Il y a environ six fois plus de personnes déclarées non criminellement responsables pour cause de troubles mentaux au Québec que dans les autres provinces canadiennes. Enjeu préoccupant : moins de la moitié avaient reçu un suivi psychiatrique dans l’année précédant le délit.

C’est la conclusion de la chercheuse Anne Crocker, directrice de la recherche et de l’enseignement universitaire à l’Institut national de psychiatrie légale Philippe-Pinel. L’experte a témoigné dans l’enquête du coroner sur trois homicides en août 2022. Le tout vise à faire la lumière sur la mort d’André Lemieux, de Mohamed Belhaj et d’Alex Levis-Crevier. Le suspect, Abdulla Shaikh, a été abattu par les policiers peu après les meurtres.

Au Québec, entre 450 et 550 accusés sont chaque année déclarés non criminellement responsables, a expliqué la chercheuse à la coroner responsable du dossier, Me Géhane Kamel. « C’est significativement plus élevé que dans toutes les autres provinces canadiennes. On parle de six fois plus. »

Cela ne signifie pas nécessairement qu’il y a plus de crimes liés à la santé mentale au Québec. « On utilise possiblement plus souvent ce verdict-là au Québec dans nos tribunaux », souligne-t-elle.

Le fait que le système de justice pénale soit de plus en plus utilisé comme levier pour accéder à des soins a des conséquences : coûts importants, organisation réactive des services et lourdes conséquences personnelles pour les personnes impliquées, leurs proches et les victimes, conclut Anne Crocker.

« Ça joue sur le volume que les commissions d’examen des troubles mentaux ont pour le suivi », résume la chercheuse.

Par ailleurs, 71 % des personnes déclarées non criminellement responsables étaient connues des services de santé mentale dans l’année avant le délit, dévoile la chercheuse. On estime qu’une personne sur cinq commet l’infraction dans la semaine suivant un contact avec les services de santé mentale, souvent aux urgences.

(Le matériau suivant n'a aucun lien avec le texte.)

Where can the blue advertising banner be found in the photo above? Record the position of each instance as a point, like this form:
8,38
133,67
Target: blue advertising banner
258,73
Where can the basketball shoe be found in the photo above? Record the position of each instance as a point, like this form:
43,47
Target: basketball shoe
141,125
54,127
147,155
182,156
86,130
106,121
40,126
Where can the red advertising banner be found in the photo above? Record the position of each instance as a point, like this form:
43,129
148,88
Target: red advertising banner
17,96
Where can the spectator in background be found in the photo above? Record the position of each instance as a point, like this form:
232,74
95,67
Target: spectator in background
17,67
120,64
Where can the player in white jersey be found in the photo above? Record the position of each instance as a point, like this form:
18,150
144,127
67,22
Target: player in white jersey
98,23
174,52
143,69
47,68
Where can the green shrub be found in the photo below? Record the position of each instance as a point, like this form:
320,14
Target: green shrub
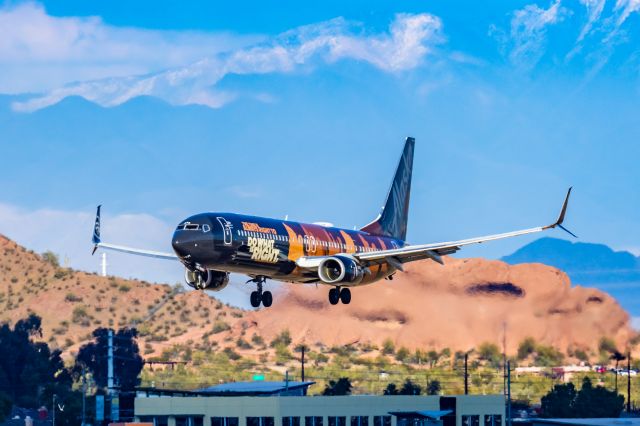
220,326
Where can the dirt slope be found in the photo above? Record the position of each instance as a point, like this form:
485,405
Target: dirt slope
459,305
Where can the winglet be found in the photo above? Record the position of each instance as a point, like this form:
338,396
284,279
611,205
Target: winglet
558,222
96,231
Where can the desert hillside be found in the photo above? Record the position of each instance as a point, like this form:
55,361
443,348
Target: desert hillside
457,306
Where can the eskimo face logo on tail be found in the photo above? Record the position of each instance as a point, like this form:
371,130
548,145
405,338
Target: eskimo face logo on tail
263,250
399,194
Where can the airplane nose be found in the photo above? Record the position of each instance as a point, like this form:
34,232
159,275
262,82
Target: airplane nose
178,244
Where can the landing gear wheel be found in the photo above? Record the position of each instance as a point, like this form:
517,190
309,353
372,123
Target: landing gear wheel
267,299
334,296
345,296
255,299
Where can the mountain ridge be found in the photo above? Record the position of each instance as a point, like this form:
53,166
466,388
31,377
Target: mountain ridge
459,306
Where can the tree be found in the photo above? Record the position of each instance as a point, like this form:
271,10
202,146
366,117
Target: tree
30,373
526,347
433,357
597,401
559,401
388,347
563,401
402,354
284,338
52,258
607,345
391,389
490,353
434,387
127,362
410,388
336,388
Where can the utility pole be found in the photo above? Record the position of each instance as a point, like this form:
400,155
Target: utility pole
84,393
466,373
110,363
628,382
509,393
504,356
302,362
104,264
53,416
110,369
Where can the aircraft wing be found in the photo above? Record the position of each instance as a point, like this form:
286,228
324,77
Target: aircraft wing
434,251
97,243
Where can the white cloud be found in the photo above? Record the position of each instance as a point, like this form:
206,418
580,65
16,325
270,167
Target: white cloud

À travers le pays, la majorité des personnes déclarées non criminellement responsables le sont pour des affaires de menaces ou de voies de fait. Les membres de la famille des accusés demeurent les premières victimes de ces actes de violence.

Manque de suivi

Une statistique qui en dit long : 58 % des personnes déclarées non criminellement responsables n’ont pas bénéficié d’un suivi adéquat dans l’année précédant l’acte criminel.

Les personnes identifiées comme non criminellement responsables sont nombreuses à avoir eu des contacts irréguliers avec le système de santé pour leur santé mentale. Les données colligées par la chercheuse Anne Crocker et son équipe montrent que des interruptions de services ont souvent lieu quelques mois avant le délit.

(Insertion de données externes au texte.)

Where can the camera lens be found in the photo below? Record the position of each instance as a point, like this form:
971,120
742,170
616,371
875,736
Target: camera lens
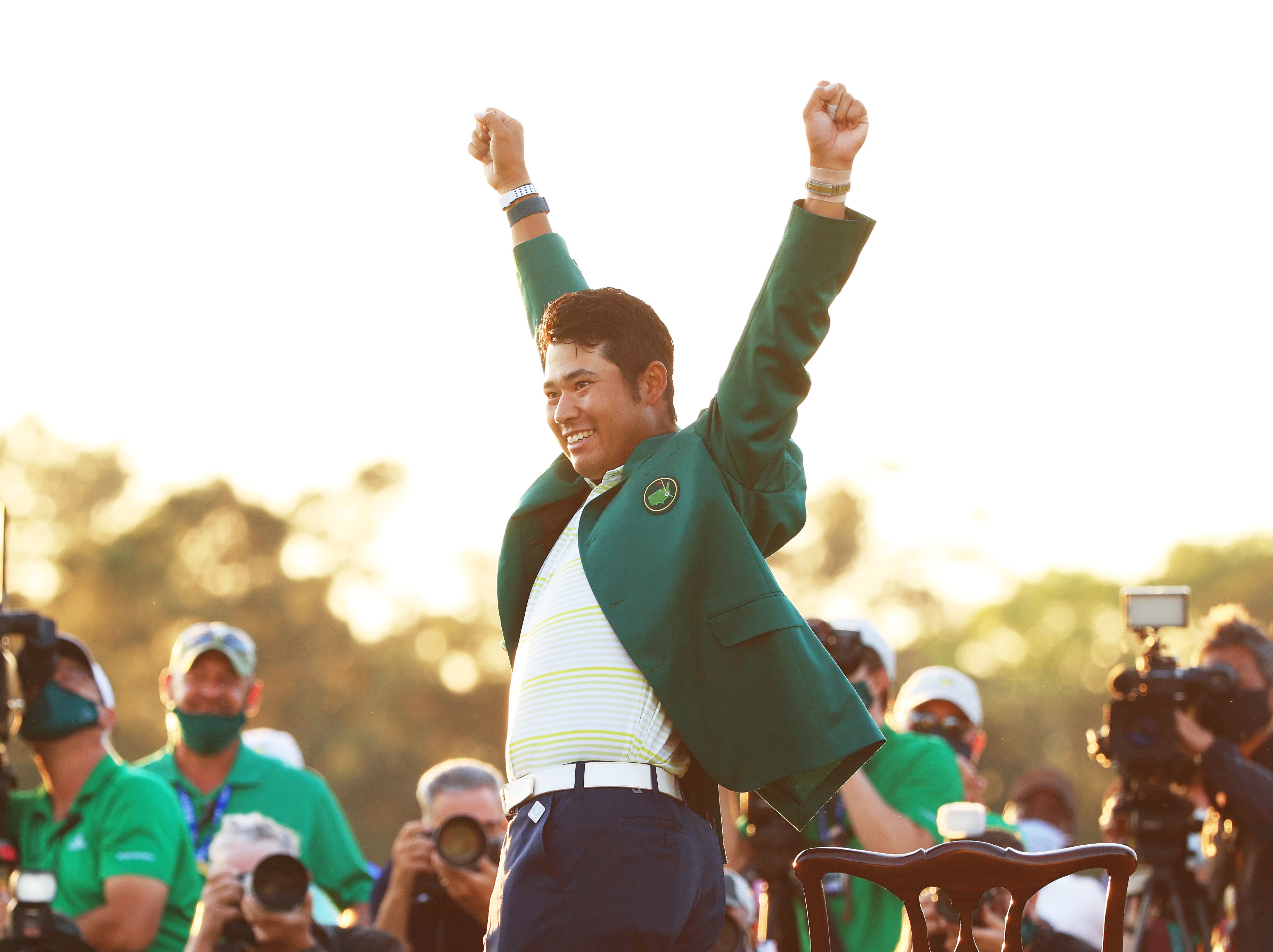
279,883
461,842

« Par exemple, plusieurs patients ont reçu leur congé d’une hospitalisation psychiatrique sans qu’un rendez-vous de suivi ait lieu par la suite », note Mme Crocker dans un résumé de sa recherche présentée à MKamel.

Ces périodes où l’individu n’est pas pris en charge peuvent mener à des épisodes de décompensation pendant lesquels ont lieu les délits, souvent peu après une tentative d’obtenir des services aux urgences, conclut la chercheuse de l’Institut national de psychiatrie légale Philippe-Pinel.

Une grosse partie de la prise en charge et des soins est souvent reléguée aux familles, soutient d’ailleurs l’experte.